The investigations on the Watergate burglary revealed more anomalies in the Nixon administration. North Carolina Senator Sam Ervin headed the Senate Select Committee on Presidential Activities and presided over the hearings (“Watergate”). Eventually, the Watergate scandal involved more illegal activities. Hunt and Liddy were discovered to have broken into the office of Daniel Ellsberg, a psychiatrist who used to work for the Defense Department (“Story”). Ellsberg was the source of the Pentagon papers sent to the New York Times, and the burglars sought to fight information that would disfavor him (“Story”).
However, the most shocking revelation from the Watergate scandal hearings came from Alexander Butterfield.
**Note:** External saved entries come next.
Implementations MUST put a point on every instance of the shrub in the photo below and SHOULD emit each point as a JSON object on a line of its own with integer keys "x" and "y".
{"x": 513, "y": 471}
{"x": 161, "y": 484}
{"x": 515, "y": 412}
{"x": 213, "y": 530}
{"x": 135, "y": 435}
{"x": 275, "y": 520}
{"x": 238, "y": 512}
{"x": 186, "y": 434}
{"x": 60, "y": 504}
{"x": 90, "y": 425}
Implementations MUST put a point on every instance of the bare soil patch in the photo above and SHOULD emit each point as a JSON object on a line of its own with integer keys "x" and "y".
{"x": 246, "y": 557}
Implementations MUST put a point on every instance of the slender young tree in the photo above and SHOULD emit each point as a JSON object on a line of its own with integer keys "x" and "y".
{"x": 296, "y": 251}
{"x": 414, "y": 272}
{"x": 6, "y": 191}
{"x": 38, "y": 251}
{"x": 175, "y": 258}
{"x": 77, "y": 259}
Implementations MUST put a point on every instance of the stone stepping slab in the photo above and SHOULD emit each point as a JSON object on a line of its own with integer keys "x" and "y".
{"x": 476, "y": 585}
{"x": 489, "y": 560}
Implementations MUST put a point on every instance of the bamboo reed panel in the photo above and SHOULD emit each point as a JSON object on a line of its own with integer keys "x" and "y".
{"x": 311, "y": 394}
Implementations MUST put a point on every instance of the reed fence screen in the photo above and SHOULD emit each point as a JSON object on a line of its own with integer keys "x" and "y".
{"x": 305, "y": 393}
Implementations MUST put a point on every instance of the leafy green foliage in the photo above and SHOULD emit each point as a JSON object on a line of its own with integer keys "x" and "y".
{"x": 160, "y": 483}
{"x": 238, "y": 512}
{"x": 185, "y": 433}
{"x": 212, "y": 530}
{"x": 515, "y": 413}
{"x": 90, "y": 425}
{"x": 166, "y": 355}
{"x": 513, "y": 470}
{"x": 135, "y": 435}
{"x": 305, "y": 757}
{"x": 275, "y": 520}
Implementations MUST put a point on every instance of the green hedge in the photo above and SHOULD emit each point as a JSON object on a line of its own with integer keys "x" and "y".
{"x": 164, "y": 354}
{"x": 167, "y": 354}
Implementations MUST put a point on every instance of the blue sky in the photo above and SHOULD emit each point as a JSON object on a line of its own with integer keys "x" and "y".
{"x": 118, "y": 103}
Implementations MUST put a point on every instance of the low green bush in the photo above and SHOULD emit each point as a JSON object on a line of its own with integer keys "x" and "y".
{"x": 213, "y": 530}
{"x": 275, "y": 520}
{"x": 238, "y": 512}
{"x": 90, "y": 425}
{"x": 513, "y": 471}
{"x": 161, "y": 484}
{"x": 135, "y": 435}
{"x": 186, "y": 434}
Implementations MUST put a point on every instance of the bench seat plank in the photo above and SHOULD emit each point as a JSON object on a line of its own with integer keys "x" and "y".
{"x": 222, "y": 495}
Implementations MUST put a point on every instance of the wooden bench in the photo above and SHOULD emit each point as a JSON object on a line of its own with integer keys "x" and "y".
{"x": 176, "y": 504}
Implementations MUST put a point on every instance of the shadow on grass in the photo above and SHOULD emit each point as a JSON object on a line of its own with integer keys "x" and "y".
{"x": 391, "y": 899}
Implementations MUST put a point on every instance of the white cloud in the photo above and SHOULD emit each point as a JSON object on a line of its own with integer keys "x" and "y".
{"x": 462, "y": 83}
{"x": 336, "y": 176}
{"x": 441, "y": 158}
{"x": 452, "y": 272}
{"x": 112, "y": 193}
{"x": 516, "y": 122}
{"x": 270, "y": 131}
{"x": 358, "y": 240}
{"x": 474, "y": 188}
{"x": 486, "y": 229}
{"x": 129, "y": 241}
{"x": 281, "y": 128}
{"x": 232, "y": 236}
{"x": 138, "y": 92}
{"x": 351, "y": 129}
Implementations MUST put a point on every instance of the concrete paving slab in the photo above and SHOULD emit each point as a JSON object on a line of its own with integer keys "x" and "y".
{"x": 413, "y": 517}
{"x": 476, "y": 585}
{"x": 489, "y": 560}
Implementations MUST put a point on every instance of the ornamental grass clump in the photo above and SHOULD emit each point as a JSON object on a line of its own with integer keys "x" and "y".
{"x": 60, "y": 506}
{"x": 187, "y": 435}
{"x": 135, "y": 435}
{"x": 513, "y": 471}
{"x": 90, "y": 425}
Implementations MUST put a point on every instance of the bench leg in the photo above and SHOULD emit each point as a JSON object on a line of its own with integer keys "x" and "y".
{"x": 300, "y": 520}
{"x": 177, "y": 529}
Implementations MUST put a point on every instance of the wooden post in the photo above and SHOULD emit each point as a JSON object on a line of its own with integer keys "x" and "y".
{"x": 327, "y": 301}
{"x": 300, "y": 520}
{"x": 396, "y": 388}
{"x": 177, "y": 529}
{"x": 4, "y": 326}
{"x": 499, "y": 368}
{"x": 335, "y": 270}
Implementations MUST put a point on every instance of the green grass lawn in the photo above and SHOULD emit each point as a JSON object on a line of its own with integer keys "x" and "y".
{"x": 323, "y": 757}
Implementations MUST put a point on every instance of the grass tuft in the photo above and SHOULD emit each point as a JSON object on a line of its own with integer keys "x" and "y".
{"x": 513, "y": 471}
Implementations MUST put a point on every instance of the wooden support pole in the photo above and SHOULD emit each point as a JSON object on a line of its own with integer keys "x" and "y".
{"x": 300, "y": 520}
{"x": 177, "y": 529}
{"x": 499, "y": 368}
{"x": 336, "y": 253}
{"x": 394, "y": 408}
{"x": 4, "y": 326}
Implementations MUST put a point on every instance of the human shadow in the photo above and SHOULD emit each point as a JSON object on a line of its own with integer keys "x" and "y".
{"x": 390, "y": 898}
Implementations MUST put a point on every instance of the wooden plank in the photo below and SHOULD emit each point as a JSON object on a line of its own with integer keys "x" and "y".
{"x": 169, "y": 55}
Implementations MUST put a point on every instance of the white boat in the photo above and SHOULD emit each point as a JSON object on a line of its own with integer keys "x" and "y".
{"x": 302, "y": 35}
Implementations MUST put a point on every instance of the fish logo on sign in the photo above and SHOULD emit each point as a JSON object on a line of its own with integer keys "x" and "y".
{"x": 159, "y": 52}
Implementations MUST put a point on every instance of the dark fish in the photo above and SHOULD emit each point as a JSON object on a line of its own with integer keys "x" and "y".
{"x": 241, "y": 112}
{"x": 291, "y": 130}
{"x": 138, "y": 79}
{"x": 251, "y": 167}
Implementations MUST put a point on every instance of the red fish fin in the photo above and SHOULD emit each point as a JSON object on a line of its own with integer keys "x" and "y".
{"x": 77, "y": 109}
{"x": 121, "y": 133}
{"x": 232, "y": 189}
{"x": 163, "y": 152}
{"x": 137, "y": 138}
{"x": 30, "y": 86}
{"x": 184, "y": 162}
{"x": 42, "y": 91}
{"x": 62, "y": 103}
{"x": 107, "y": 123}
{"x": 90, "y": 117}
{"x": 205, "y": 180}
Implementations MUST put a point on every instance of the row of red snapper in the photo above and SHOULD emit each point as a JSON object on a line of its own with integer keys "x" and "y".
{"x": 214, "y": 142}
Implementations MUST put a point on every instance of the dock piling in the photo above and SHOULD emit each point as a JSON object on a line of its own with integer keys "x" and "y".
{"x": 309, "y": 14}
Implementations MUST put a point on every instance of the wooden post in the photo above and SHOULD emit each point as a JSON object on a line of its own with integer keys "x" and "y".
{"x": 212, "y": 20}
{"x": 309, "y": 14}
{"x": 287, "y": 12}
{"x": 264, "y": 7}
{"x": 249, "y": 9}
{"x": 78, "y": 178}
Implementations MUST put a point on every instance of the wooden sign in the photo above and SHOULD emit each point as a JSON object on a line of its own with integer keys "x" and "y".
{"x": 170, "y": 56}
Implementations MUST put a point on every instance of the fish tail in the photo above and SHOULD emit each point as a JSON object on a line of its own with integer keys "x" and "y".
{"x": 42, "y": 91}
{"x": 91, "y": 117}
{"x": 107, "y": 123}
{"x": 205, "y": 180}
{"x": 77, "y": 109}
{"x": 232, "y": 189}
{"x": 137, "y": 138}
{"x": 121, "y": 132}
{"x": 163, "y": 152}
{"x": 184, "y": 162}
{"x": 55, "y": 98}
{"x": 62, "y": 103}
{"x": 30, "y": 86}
On July 1973, the White House aide told the committee about Nixon and his taping system (“Story”). Nixon had all conversations in the White House recorded. Cox demanded a subpoena for the tapes, but Nixon refused to hand them over. While the White House did agree to give the written versions of the conversations in the tapes, Cox refused to accept it. As a result, Nixon demanded that Attorney General Richardson dismiss Cox. Instead, Richardson resigned himself, along with Deputy Attorney General Williams Ruckleshaus. It was the acting Attorney General Robert Bork who fired Cox, replaced by Leon Jaworski. The series of firings became known as the “Saturday Night Massacre” (Genovese xxvi). Eventually, Nixon was forced to give the tapes. The situation turned for the worse when one of the tapes had an erasure which lasted almost 20 minutes, and the White House could not justify the erasure (“Story”).
The Watergate scandal proved to be detrimental to the Nixon administration. During the duration of the investigations, the credibility and popularity of President Nixon significantly decreased (“Watergate”). On May 9, 1974, the House Judiciary Committee started the hearings on the president’s impeachment (Genovese xxvii). Rather than face impeachment, Richard M. Nixon resigned from the office on August 9, 1974 (Genovese xxvii).
The Watergate scandal caused the public to be extremely distrustful of the presidency and the government (“Watergate”). The change in the attitude of the electorate was apparent in the 1974 congressional elections, where there was a significant drop in voter turnout (McLeod, Brown, and Becker 181). It was even said that the impact of the scandal not only altered the political attitude of adults, but also influenced the political attitude of children and adolescents (Hershey and Hill 703).
Genovese, Michael. The Watergate Crisis. California: Greenwood Publishing, 1997.
Hershey, Marjorie Randon, and David B. Hill. “Watergate and Preadults’ Attitudes Toward the President.” American Journal of Political Science 19.4 (1975): 703–726.
McLeod, Jack M., Jane D. Brown, and Lee B. Becker. “Watergate and the 1974 Elections.” The Public Opinion Quarterly 41.2 (1977): 181–95.